The 2017 Mallee Routes photobook that I had been previously working on has been abandoned. This was to consist of photos made during 2017, which was the first year of the collaborative project. I just did not have enough good photos to warrant the cost of making a limited edition book.

Mallee Routes: Photographing the Mallee 2019 is the last of these type of books supplementing my images in a collaborative exhibition. The upcoming collaborative exhibition at the Murray Bridge Regional Gallery in December will be the last of the collaborative exhibitions. The 3 years of the collaborative part of the project will come to a close with this exhibition, and the Mallee photographic project will then enter a new phrase.

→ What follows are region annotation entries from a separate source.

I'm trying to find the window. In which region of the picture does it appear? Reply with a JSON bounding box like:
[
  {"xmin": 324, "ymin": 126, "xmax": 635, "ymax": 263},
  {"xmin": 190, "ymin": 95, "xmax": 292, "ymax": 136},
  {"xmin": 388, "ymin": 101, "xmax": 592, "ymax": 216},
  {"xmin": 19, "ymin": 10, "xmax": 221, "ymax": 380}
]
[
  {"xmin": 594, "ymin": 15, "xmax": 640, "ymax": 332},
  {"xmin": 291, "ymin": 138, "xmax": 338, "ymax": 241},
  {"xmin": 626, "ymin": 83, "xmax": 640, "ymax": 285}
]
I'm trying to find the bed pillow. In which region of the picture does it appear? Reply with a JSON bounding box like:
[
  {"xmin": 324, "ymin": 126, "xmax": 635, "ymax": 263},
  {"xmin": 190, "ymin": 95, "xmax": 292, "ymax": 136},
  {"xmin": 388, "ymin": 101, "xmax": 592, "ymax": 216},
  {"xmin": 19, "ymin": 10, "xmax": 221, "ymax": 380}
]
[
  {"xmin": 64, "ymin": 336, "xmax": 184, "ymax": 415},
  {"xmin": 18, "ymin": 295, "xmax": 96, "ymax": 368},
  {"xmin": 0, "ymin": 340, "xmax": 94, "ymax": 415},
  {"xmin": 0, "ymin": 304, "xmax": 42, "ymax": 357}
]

Mallee Highway, Victoria, 2019

The new phase starting in 2020 is one where I will be still going on various road trips to make photos of the Mallee country. However, rather than making snapshots premised on a disembodied relationship to the landscape as I had been during the 3 year collaborative phase, there will be a tighter focus with my photography. The plan is to build on the initial explorations in the ‘absent history ‘ and the ‘unknown futures’ sections of the project.

The ‘absent history’ section is situated within the colonised space of the white settler landscape, with its violent foundation and its colonial representations marked by anxiety and guilt about the damage done by the settlers to Aboriginal people. The latter were dispossessed from their country and the Australian cultural imaginary relies on silence and repression of colonial violence to maintain the fantasy of white sovereignty.

We photograph in the long shadow cast by settler colonialism:

Yanga Woolshed, NSW, 2019

The other focus in the new phase of the project is the ‘unknown futures’ section, given crisis resulting from the escalating effects of drought as the new normal, land clearing and climate heating. This has caused a water crisis in the country of the Lower Darling. Though these glimpses into the Mallee’s possible futures in the Anthropocene epoch I will slowly develop a critical climate aesthetics.

Murrumbidgee River, Balranald, NSW, 2019

This is in the context of the culture war with its misinformation waged by an obstructive Minerals Council of Australia, and the  well-funded PR campaigns of the coal industry designed to prolong the dangerous and unsustainable fossil fuel status quo.

With a bit of luck, the end of this new phase will link to work in he academy, and become a book with a commercial publisher. That will then mark the end of the project.